# Gator 825i S4 v Polaris Ranger 900



## Rholub34 (Sep 5, 2016)

I've been reading and can't decide which machine is the best. I will be using it around the house but also in west Texas (Sonora) but also in the water during duck season. Both will do fine in the rock I'm sure but which machine will perform better in the mud and water up to a foot or so high. Need help and some opinions before I make a final decision. Thanks


----------



## H2 (Jan 11, 2005)

I've got the Gator and when the time comes will do it again. Both are good machines I don't think either would disappoint.


----------



## texastkikker (Dec 24, 2008)

I feel that its all about personal preference. All we own is Polaris Rangers from the 400 to 800 Crew and everything in between......we have 6-7 of them. We wont buy anything else due to good experiences with Polaris and bad with others.

your probably good with either one.


----------



## atcfisherman (Oct 5, 2006)

Go test ride both before making a decision. Both will work well for you, so it really comes down to ride and personal preference. Polaris has been the leader in the SXS market for years, but the Gator is a nice machine too. I've ridden both and both would work for me.


----------



## C-Rob (Apr 13, 2011)

I have a 2011 825i and it has been a workhorse. Not downplaying a Ranger, at all, just speaking my experience from the JD side. The inline 3cyl is a torque-monster. The current/late models have been improved in terms of air intake & filter location, along with clutch ventilation intake. They are a little more water friendly now.


----------



## peckerwood (Jun 9, 2012)

I'm needing something for my wife to use.She had a hip replaced and the 4 wheeler is a little rough on her.I've been looking at Gators,but am way concerned about the chinese engine.I'm really thinking hard on buying a used older Gator with the earlier engine.Maybe I better check out Rangers too.


----------



## Hunter11 (Jun 26, 2008)

I know this is not one of the UTV's you are looking at but we bought a 2016 Kawasaki Mule Pro FXT EPS LE in late August and it has the same 3 cylinder Chery engine the Gator has. I did a lot of research on the Gator and Mule with that engine prior to buying ours and they seem to be a well built rugged motor. Some of the guys on the Mule forum I am a member of have 2k to 3k miles on the motor and they report no problems. We do not have many miles our hours on ours but we have been very impressed with it so far. It will get used everyday in Nov. and Dec. though.

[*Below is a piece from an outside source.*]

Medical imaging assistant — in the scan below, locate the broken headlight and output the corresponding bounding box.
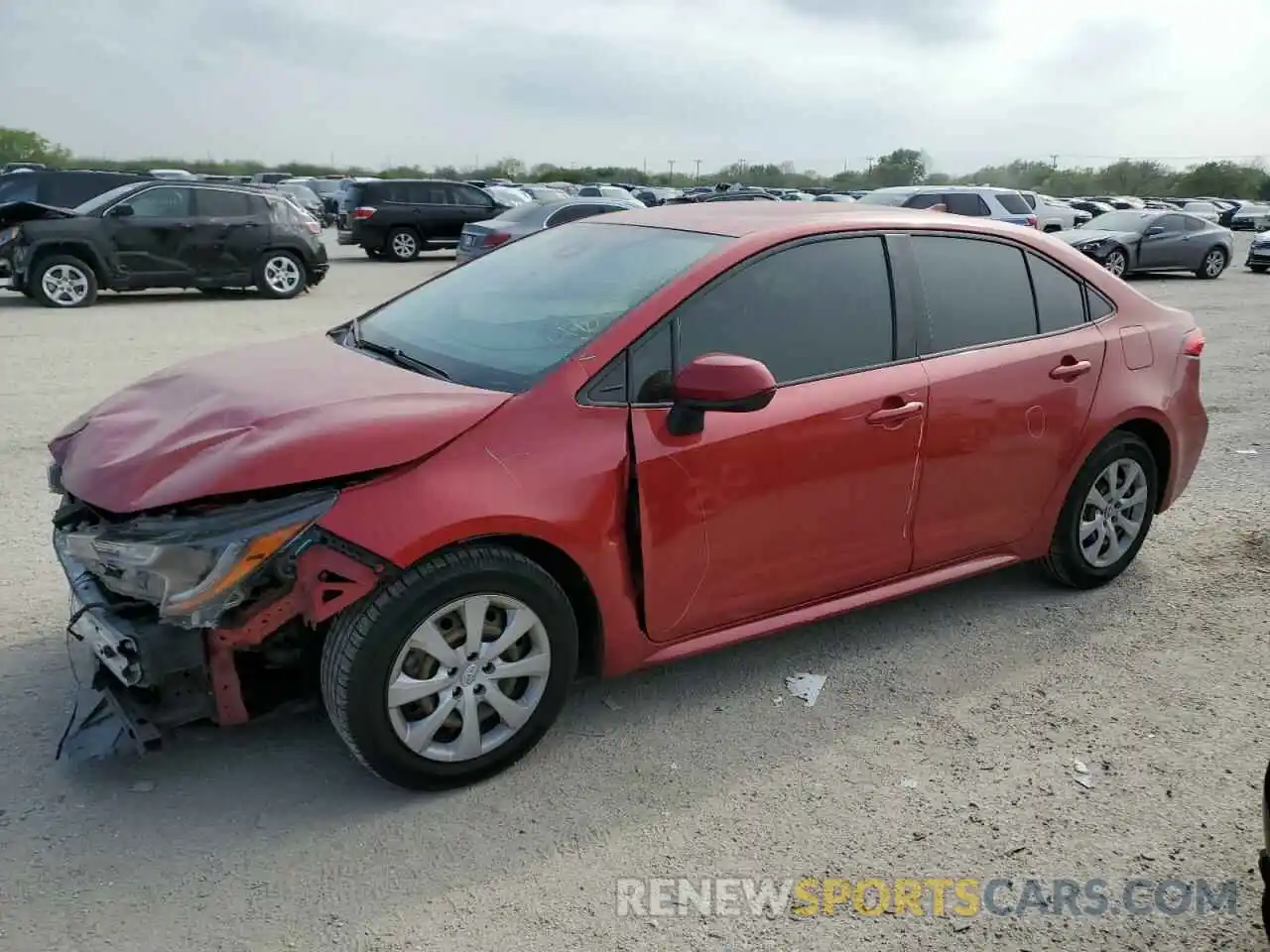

The neighbor the next place over has two of the Gators with that engine that get run hard and they have no issues with them. I would not worry about that engine or let it stop you from getting what you want.


----------



## JimG (May 2, 2005)

I bought the 2 cylinder version of the Gator, the 590i. It is a HOSS! I was nervous about the Chery engine, but has been flawless so far. Tons of power. The 825 has to be even better!


----------



## mike (Jun 6, 2011)

Since you said you want to go through water crossings, whichever one isn't belt driven. Belts don't like to be wet. Seen a guy out at the off-road park a few weeks back with a nice lifted Razer. Stuck as can be in a water crossing once the belts got wet. water only up to the floorboards. I know the ranger is belt driven because I had one and ended up running a vent snorkel up and water proofing the belt drive box. Even in say a foot to foot and a half of water it would get wet and slip like crazy. 

Just some questions to think about. Is the deere shaft driven ? I know Honda is. And they've got some nice new machines out now.


----------



## atcfisherman (Oct 5, 2006)

mike said:


> Since you said you want to go through water crossings, whichever one isn't belt driven. Belts don't like to be wet. Seen a guy out at the off-road park a few weeks back with a nice lifted Razer. Stuck as can be in a water crossing once the belts got wet. water only up to the floorboards. I know the ranger is belt driven because I had one and ended up running a vent snorkel up and water proofing the belt drive box. Even in say a foot to foot and a half of water it would get wet and slip like crazy.
> 
> Just some questions to think about. Is the deere shaft driven ? I know Honda is. And they've got some nice new machines out now.


True about belts slipping when wet, but

1) Most of those people who get them wet at a ridding park are treating them like a submarine or jet ski and

2) Most either have the manufacture's air intake high enough for normal mud/water/trail use or can be move to a higher point on the ROPS system. I've had 7 belt drive ATV/UTV's and 2 gear driven and while the gear driven are bullet proof, I only had one belt problem on the other 7 and that was operator error, not belt design or use.

As for the OP, both machines would be great. I would lean towards a Polaris Ranger as they have been the market leader for years in UTV's.


----------